XQuant: Achieving Ultra-Low Bit KV Cache Quantization with Cross-Layer Compression
This addresses memory efficiency challenges for deploying LLMs in resource-constrained environments, representing an incremental improvement over existing quantization methods.
The paper tackles the high memory demands of Large Language Models (LLMs) due to KV cache growth by proposing XQuant, a training-free framework that achieves ultra-low bit-width KV cache quantization, outperforming state-of-the-art methods like KIVI-2bit and AsymKV-1.5bit with sub-1.4 bits while maintaining superior performance on benchmarks such as TruthfulQA and LongBench.

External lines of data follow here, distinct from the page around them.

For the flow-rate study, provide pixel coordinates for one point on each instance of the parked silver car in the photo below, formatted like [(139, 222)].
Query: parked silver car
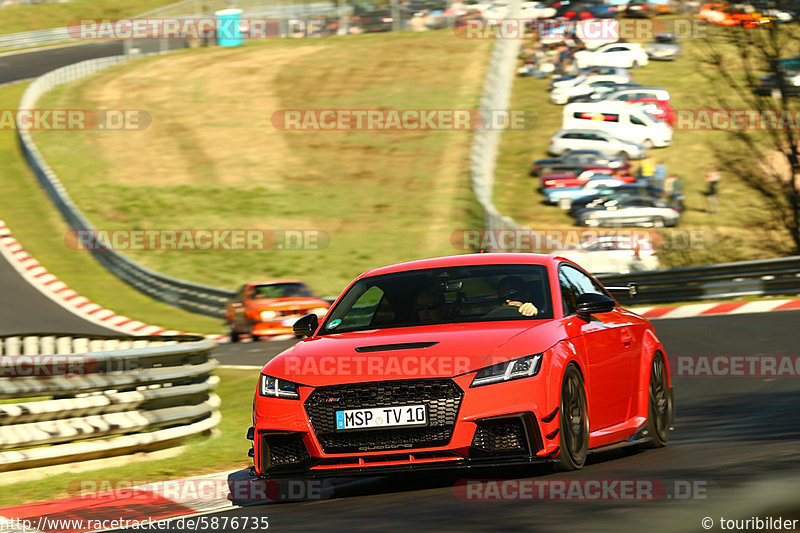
[(630, 211), (587, 139)]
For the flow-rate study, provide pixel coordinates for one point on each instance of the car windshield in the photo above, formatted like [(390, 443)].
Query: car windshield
[(281, 290), (442, 296)]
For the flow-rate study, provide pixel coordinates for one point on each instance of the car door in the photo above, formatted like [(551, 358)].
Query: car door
[(616, 56), (609, 346)]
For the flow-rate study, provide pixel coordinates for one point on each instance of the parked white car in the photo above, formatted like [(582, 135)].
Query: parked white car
[(615, 254), (536, 11), (625, 55), (637, 93), (589, 139), (623, 120), (561, 95), (630, 211)]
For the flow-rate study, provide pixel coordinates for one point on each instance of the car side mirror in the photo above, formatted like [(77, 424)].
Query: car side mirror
[(306, 326), (591, 303)]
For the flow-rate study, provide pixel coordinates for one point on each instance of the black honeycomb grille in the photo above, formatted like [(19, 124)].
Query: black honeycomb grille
[(442, 399), (283, 449)]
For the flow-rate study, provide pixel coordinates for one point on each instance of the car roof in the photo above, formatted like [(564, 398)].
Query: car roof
[(464, 260), (601, 106)]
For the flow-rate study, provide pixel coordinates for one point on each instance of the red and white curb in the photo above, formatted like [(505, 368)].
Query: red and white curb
[(725, 308), (55, 289)]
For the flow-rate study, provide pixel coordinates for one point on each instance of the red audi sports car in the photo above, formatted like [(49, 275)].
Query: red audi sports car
[(482, 359)]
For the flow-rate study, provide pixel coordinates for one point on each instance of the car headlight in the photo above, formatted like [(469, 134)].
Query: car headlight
[(277, 388), (515, 369)]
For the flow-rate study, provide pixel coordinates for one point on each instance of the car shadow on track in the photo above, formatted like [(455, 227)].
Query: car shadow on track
[(247, 491)]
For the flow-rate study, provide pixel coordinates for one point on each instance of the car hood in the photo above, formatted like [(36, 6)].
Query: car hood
[(418, 352)]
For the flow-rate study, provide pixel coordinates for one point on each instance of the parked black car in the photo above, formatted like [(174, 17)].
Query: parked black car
[(609, 193), (574, 160), (601, 91), (374, 21)]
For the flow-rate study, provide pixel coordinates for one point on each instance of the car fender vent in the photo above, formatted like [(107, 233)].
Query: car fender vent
[(399, 346)]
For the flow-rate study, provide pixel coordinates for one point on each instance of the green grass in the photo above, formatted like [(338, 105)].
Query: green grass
[(226, 450), (30, 214), (736, 229), (211, 158)]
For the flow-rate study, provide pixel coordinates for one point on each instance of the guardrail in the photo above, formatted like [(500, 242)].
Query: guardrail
[(495, 98), (768, 277), (80, 398), (195, 297), (191, 8)]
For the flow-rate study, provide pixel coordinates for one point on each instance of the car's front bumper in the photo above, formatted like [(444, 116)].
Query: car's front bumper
[(506, 423)]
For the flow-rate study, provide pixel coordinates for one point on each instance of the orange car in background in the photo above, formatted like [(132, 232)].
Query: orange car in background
[(268, 308), (711, 13)]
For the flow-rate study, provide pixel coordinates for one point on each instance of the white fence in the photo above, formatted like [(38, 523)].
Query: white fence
[(495, 98)]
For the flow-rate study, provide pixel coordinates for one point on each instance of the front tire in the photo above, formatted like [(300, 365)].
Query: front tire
[(574, 428), (658, 409)]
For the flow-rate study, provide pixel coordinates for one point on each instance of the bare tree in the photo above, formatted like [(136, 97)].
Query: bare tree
[(764, 151)]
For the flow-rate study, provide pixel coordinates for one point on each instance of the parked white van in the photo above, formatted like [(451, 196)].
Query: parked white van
[(623, 120)]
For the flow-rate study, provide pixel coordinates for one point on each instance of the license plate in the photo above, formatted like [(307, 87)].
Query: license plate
[(382, 417)]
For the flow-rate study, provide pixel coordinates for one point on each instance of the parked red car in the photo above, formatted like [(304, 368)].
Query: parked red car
[(571, 179), (477, 359), (660, 109)]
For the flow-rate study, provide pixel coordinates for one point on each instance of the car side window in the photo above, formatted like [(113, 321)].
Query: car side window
[(240, 294), (637, 121), (573, 283), (365, 309)]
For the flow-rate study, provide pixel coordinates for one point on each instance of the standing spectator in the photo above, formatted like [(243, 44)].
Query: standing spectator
[(712, 180), (673, 191), (660, 175)]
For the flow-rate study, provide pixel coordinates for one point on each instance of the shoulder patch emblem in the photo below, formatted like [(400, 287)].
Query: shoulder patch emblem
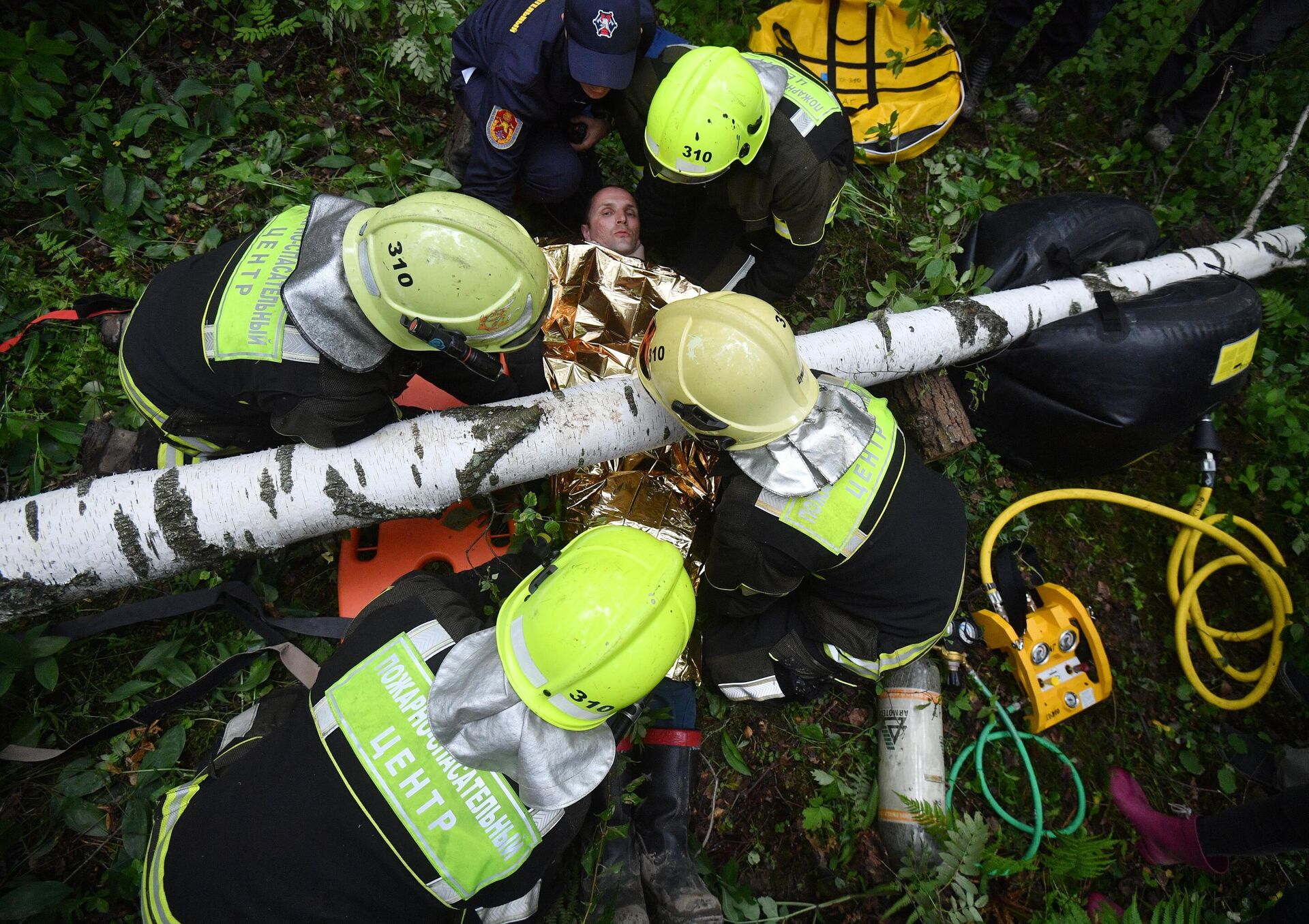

Large Language Models (LLMs) have demonstrated remarkable capabilities across diverse natural language processing tasks. However, their extensive memory requirements, particularly due to KV cache growth during long-text understanding and generation, present significant challenges for deployment in resource-constrained environments. Quantization has emerged as a promising solution to reduce memory consumption while preserving historical information. We propose XQuant, a training-free and plug-and-play framework that achieves ultra-low equivalent bit-width KV cache quantization. XQuant introduces two key innovations: a computationally negligible data-free calibration method and cross-layer KV cache compression, enabling quantization to sub-1.4 bits. Extensive experiments on TruthfulQA and LongBench demonstrate that XQuant outperforms state-of-the-art methods (e.g., KIVI-2bit and AsymKV-1.5bit) by achieving lower bit-width while maintaining superior performance, establishing a better trade-off between memory efficiency and model accuracy.